When a single drug agent is added, the mean IOP-lowering effect is similar, but the side effects and nocturnal IOP-lowering efficacy differ.
For example, when a topical carbonic anhydrase inhibitor (CAI) is added to a prostaglandin, the benefits include a good nocturnal IOP-lowering effect, no impact on systemic blood pressure (BP), and a low allergy rate; however, there can be corneal endothelial toxicity.
The CAIs are better at lowering the IOP when they are used with prostaglandins rather than beta-blockers.
When considering use of a beta-blocker in addition to a prostaglandin, the important factors are ruling out asthma, emphysema, and bundle branch block; the moderate IOP-lowering efficacy, the possibility for tachyphylaxis, and the limitation of once-daily use in the morning.
When combining alpha agonists with prostaglandins, the red flags are the 28% allergy rate (mostly follicular conjunctivitis), contraindicated use in infants and young children and elderly adults, and the effect on the systemic BP (decreased ocular perfusion pressure), according to Dr. Asrani.
Low diastolic ocular perfusion pressure (DOPP), which is defined as the difference between the diastolic BP and the IOP, he emphasized, is the major risk factor for the genesis and progression of glaucoma.
“The DOPP must be kept at about 55 mm Hg. Below that level, it becomes a major risk factor. The prostaglandins and CAIs are the only ones that increase the perfusion pressure,” he said.
With beta-blockers, the DOPP remains unchanged because the drugs do not work as effectively at night; with alpha agonists the DOPP decreases significantly.
Another option when a prostaglandin is not as effective as desired is adding a fixed-combination therapy. Dr. Asrani noted that a fixed-combination drug is often used as the initial adjunctive therapy.
There is a prescribing trend toward earlier more aggressive therapy for better IOP control. A fixed-combination drug may improve treatment adherence.
He commented that the reasons for the trend toward adding a fixed-combination drug to a prostaglandin are the greater IOP lowering effect, fewer copays and visits to measure the IOP if there are no allergic reactions, more consistent IOP lowering during the day, and the complementary action of inflow inhibition to the prostaglandin’s outflow enhancement.
In addition, with a fixed-combination therapy there is less exposure to preservatives, reduced washout effects, fewer total drug instillations, and the dosing is still twice daily as with single agents added to a prostaglandin.
A third option to add to prostaglandin therapy is SLT, which eliminates a number of potential problems by reducing compliance issues, side effects, allergies, and drug costs in young patients who may not understand the need for treatment compliance and in elderly patients who may have impaired memory, arthritis, and a large medication burden.
SLT may be applied in patients with narrow angles with elevated IOP with compression gonioscopy after laser iridotomy.

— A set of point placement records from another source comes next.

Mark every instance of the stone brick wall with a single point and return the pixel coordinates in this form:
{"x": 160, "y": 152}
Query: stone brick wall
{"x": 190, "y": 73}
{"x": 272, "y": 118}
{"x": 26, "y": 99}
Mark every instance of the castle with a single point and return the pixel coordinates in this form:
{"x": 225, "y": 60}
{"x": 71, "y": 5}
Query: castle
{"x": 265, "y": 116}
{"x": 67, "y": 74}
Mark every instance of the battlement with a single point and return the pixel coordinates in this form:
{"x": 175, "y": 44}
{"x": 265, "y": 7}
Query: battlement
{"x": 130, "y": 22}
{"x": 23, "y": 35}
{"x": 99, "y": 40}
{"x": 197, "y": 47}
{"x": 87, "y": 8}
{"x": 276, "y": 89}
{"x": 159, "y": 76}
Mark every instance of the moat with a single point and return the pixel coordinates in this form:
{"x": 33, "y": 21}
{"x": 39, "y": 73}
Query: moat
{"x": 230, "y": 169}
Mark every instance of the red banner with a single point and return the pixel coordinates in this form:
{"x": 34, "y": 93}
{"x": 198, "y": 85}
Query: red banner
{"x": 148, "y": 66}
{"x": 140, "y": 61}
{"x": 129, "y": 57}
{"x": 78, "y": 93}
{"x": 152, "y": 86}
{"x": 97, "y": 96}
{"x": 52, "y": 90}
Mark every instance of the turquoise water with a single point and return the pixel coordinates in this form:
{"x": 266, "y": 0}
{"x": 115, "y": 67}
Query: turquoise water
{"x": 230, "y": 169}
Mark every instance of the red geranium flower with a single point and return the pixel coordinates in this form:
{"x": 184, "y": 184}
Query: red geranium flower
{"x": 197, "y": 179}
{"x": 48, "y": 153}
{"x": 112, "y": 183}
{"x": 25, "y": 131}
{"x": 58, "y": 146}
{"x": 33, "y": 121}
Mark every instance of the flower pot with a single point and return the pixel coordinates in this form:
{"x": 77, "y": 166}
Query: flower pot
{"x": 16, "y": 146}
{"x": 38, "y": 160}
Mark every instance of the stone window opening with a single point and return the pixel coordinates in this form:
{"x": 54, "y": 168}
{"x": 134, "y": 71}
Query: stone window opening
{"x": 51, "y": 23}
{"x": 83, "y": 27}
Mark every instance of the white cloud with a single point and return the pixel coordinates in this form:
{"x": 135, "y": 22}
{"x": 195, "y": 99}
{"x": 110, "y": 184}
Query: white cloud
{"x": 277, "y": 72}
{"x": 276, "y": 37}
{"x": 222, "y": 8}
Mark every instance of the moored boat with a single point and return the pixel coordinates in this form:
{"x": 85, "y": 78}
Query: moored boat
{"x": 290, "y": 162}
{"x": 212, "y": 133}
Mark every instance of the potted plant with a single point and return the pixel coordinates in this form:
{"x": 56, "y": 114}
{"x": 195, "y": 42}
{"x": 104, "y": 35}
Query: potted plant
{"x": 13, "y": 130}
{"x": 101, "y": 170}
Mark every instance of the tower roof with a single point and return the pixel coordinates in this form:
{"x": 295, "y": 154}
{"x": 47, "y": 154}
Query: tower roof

Finally, the procedure can reduce IOP fluctuations, which is important because the risk of glaucoma progression in five years is six times greater in eyes in which the IOP fluctuates 5.5 mm Hg compared with 3 mm Hg, Dr. Asrani explained.
SLT also can be beneficial in patients with low and normal tension glaucoma, in whom lowering the IOP and controlling fluctuations are vital.
“I typically perform SLT as the second-line therapy if the patient is already taking a prostaglandin,” he said, adding that topical CAIs can be considered as a second-line therapy in these patients because the CAIs do not affect the BP while they increase the DOPP.
“The considerations for the choice of a second-line agent are side effects, compliance, cost, effect on IOP fluctuations, effects on DOPP, and quality of life,” Dr. Asrani said. “Rho kinase inhibitors will soon be available for adjunctive therapy and they show great promise. A recently completed study of Rhopressa [Aerie Pharmaceuticals] showed stable efficacy at three months and the drug was not inferior to timolol instilled twice daily.”